# My GDA battle



## apistaeasy (Jul 16, 2004)

*Winning the GDA battle*

So, my tank got GDA green dust algae really bad. All the literature suggested the only way to get rid of it was to wait it out and then wipe it off the glass...

I don't have the patience for the waiting method, and the algae was also on plants and wood that can't be wiped down easily.

This is what I did instead:

1. Disconnected the filtration system
1. Stirred up the tank as much as possible and removed as much algae from plants as possible, leaving the dust to go into the water column

3. While all the algae was in the water I removed 75% of the water. Every bucket full of water I dumped was very green.(algae getting dumped down the toilet, yeah!!!)

4. Next, I removed any decorations (including wood) and scrubbed them down with a sponge and brush, rinsing in regular tap water to remove all remaining spores.

5. On the plants I could not effectively rid the leaves of algae I did a bleach dip. BTW, Alternanthera reineckii does not do well with a bleach dip, but there isn't any algae on the plants anymore!

6. I then filled the tank up with water. I used straight RO, reconstituted with RO right.

7. Later, I connected a UV sterilizer.

8. Filtration came next.
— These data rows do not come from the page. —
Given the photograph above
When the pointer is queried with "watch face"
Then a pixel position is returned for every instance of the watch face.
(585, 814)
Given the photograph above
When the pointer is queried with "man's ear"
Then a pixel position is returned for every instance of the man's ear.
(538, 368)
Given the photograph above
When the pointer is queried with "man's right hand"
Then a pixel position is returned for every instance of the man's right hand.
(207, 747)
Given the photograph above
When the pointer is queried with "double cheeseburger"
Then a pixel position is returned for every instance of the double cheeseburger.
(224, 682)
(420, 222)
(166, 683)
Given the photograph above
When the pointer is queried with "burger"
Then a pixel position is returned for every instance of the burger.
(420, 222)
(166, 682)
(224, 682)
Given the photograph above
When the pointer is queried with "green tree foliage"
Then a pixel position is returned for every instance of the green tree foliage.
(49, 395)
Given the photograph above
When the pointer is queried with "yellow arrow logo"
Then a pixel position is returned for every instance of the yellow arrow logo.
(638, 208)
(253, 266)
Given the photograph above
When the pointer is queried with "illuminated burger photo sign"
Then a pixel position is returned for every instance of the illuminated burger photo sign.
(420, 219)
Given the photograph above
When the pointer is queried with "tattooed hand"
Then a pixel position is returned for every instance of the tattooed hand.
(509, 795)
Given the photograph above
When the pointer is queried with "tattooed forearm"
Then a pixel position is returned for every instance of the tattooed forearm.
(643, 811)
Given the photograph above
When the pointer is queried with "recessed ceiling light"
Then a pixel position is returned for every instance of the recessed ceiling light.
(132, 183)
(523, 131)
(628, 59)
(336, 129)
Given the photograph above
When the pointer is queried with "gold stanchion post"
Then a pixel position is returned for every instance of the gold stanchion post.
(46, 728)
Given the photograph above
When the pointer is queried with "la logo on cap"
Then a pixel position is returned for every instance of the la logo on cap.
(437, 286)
I use a Rena canister filter. The media I used were the sponges it came with, carbon, Purigen, and a microfiltration pad (batting for making quilts and such).

9. Lastly I used Clarity to clear up the water, and to help clump the algae particles together big enough so the microfilter could take it out. I then proceeded to clean the filter media about every 12 hours. Surprisingly, every time I cleaned the filter it was dirty - with dirty green water (algae spores I suppose). I used clarity about every 12 hours to keep the algae spores clumping together.

10. In addition, I also changed my photoperiod to 8 hours, and reduced my lighting from 4.7 wpg to 3.7 wpg.

I came home from work today to find the tank incredibly sparkly, and completely algae free. Just to make sure I cleaned the filter again, and the filter media rinsed more of a brown color instead of the previously green color.

I believe the most effective things were the 75% water change, the use of clarity, and the frequent filter media cleanings. I'm sure the sterilizer helped to kill the algae, and will help to prevent any future breakouts.

I hope this helps! post up your experiences with battling GDA too!


----------



## hoppycalif (Apr 7, 2005)

Very good cleaning practices do seem to be effective against GDA, so I'm not too surprised at your success. But, congratulations! Now, the real test will be to see if it comes back within two days. You can counter that by doing some serious tank wiping every day for three days, changing 75% of the water, and dosing 1.5X the Excel water change dose each time. I think this may end up being the preferred method against GDA.


----------



## apistaeasy (Jul 16, 2004)

oh yeah, I also dosed 1.5 or 2x Excel


----------



## apistaeasy (Jul 16, 2004)

It has been a couple of days now, and I haven't spotted any algae yet...although I have noticed a light film of something on the inside of the tank. I will try not to scrape it off the glass to see if I have really rid the tank of GDA.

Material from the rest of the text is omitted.